Internet pioneers had hoped to provide the first truly decentralised means of global communication. Libertarians proclaimed that the internet undermined the government’s power to censor information and that cryptography made financial transactions unintelligible to government.

They claimed that currencies like Bitcoin would drastically decentralise economics and politics.

Instead the communications systems became an ever more centralised means of control. First, private businesses took charge of the new set of services, like the internet, payment processing (PayPal), and commoditised sharing (Uber and Airbnb). Most of these services were networks and got centralised over time, concentrating profits and power, following the usual logic of capital developing into monopolies.

Then governments, primarily the US government, seized control of centralised systems. Telecommunications companies, and e-commerce and platform companies like Google, Facebook, Microsoft and Yahoo! were all forced into line.

‘When Russia invaded Ukraine the US could weaponise the world’s financial systems…’

This level of state control meant that when Russia invaded Ukraine in 2022, the US government could immediately weaponise the whole world’s financial system against Russia. The US response shocked the Chinese government, which had never believed that the USA would go so far against a major country.

Russia accounted for 2 per cent of global trade – surely cutting its banks out of SWIFT would be too risky? But the USA (along with the EU) didn’t only weaponise SWIFT. They also blocked Russia’s access to its own currency reserves.

This posed a clear threat to China, which responded by trying to protect its capital holdings abroad. As US secretary of state Anthony Blinken noted on 22 May 2022, “Beijing, despite its rhetoric, is pursuing asymmetric decoupling, seeking to make China less dependent on the world and the world more dependent on China.”

The authors make the obvious comment – “[Blinken’s] words described America’s policy nearly as well as they did China’s. The United States, too, wanted to become less dependent on the world, either bringing production back home or ‘friendshoring’ it…so that the dangerous choke points in supply chains were on US territory or the territories of allies.”

Blocked

In October 2022, President Biden imposed the most far-reaching export controls on any single country since the end of the Cold War. He blocked China from acquiring technologies that would allow it to produce high-end semiconductors.

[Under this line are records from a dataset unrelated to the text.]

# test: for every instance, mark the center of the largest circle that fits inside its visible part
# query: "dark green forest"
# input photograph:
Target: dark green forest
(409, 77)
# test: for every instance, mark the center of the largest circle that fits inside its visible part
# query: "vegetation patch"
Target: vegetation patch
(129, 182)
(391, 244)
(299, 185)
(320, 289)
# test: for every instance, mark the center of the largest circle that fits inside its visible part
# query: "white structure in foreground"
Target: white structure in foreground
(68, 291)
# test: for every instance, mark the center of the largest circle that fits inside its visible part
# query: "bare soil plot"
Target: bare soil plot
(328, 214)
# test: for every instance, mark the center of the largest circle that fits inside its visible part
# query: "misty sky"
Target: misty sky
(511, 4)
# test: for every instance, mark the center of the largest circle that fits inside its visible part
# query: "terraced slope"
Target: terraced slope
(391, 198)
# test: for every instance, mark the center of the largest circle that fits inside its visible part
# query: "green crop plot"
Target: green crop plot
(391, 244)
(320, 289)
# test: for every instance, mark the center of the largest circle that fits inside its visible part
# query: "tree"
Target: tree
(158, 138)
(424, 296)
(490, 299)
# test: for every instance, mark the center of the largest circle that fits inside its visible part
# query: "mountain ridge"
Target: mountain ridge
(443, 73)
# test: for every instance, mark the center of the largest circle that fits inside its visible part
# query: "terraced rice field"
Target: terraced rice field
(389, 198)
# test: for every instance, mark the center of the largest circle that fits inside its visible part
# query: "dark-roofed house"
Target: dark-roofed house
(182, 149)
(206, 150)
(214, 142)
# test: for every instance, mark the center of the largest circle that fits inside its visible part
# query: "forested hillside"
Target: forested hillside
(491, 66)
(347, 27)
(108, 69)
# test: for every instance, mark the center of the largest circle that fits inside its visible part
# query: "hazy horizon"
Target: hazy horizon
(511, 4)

The authors point out that “As the United States considered new and harsher coercive options against China, it risked coming to resemble its adversary, driving other countries, businesses and individuals away…the United States and China can’t help but see each other’s actions as bids for global control.”

Once again, as before the First World War, rival empires are fighting for dominance, using the old means of armaments and blockades, with today’s added dangers of new forms of surveillance of communications and control of finance.

The authors say this new spiral of economic confrontation is gathering strength: “It might tear the global economy apart or even pull the world into actual war.”